By Aderogba Obisesan
Nigeria Nigeria is Africa's biggest crude producer, pumping out some two million barrels per day, but it is forced to import petroleum products because of a lack of functioning domestic refineries.  By Pius Utomi Ekpei AFPFile
MAY 26, 2015 LISTEN
Nigeria is Africa's biggest crude producer, pumping out some two million barrels per day, but it is forced to import petroleum products because of a lack of functioning domestic refineries. By Pius Utomi Ekpei (AFP/File)

Lagos (AFP) - A crippling strike over fuel that brought Nigeria to a near standstill was called off "in the national interest", a union leader said on Tuesday, as the country limped back normal.

"We suspended the strike in the national interest," Tokunbo Korodo, southwest chairman of petrol tanker drivers at the National Union of Petroleum and Natural Gas Workers (NUPENG).

"Nigerians have suffered enough because of the scarcity. The pains and anguish the people were going through were too much," he told AFP.

Agreement was reached on Monday to end the weeks-long crisis, which saw banks close early to save fuel, mobile phone operators warn of an imminent shutdown in services and flights grounded.

Unions, including NUPENG, and industrial groups responsible for supplying and distributing fuel in Nigeria thrashed out a deal at a meeting in the capital Abuja.

No details were given about why the situation was resolved and Korodo said it was "an in-house arrangement among the stakeholders which they did not want to make public".

Finance Minister Ngozi Okonjo-Iweala has accused fuel importers and marketers of holding the country to ransom after they shut depots claiming they were owed some $1 billion (900 million euros) in subsidy payments.

Nigeria is Africa's biggest crude producer, pumping out some two million barrels per day, but it is forced to import petroleum products because of a lack of functioning domestic refineries.

The government pays importers the difference between the lower retail price for consumers and the actual market price in a system that is seen as rife with fraud.

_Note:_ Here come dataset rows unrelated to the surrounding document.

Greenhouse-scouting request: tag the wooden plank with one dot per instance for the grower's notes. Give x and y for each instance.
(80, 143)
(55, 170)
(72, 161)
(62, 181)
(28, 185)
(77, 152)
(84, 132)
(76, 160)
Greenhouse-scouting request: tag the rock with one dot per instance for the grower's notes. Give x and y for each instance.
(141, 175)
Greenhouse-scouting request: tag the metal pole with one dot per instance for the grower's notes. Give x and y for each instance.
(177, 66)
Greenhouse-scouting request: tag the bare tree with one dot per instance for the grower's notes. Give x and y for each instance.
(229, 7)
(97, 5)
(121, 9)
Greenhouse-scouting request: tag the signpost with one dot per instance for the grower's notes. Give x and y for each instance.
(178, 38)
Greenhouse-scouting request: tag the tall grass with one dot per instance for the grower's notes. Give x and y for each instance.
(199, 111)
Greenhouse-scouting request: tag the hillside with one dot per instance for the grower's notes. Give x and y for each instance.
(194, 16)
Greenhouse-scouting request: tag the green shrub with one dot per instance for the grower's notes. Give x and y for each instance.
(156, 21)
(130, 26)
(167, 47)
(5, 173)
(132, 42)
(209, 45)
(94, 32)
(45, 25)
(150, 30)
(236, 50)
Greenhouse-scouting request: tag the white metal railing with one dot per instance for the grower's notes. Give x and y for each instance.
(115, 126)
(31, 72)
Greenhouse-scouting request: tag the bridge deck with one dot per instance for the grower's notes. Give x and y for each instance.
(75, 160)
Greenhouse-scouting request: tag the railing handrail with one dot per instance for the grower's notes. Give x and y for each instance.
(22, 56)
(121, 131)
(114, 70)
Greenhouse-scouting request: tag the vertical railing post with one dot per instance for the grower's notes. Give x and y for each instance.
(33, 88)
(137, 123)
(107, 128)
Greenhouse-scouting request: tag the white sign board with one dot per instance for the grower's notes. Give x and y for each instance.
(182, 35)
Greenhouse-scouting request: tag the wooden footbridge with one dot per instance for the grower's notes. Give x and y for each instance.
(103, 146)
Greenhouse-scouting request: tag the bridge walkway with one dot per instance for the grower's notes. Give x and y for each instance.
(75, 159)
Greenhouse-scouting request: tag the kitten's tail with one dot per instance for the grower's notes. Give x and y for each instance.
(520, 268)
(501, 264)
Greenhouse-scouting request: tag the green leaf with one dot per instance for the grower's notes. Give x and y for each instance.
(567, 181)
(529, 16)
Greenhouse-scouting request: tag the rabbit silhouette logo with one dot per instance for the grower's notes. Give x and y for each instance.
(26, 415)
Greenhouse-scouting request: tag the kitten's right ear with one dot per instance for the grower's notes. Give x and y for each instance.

Filling stations that had run dry in recent days were gradually being restocked after fuel depots reopened on Monday evening. Long queues were seen across Nigeria's biggest city, Lagos.

Petrol sells at 87 naira ($0.43, 0.39 euros) per litre. In the Lagos district of Ikorodu, prices were between 150 to 200 naira, down from 300 naira and more on the black market on Monday.

Kehinde Agboola, a civil servant, said he was forced to pay three times the normal bus fare to get to work. "It's depressing," he said.

Boat taxi fares from Bayeku to the Ikoyi island business district were increased from 600 naira to 1,000 naira because businesses shut and there were fewer commuters, one boat operator said.

Nigeria's President Goodluck Jonathan hands over power on Friday to Muhammadu Buhari, whose party has accused the outgoing administration of engineering the crisis.

Church pastor and businessman Chinedu Nwachukwu suggested Jonathan had left a damaging legacy.

"Is this what Jonathan wants Nigeria to remember him for? That he left the nation in ruins and the economy prostrate?"

Korodo said it was expected that fuel stocks would be back to normal by the weekend but said incoming president Buhari needed to tackle the problem as a priority, particularly the issue of refineries.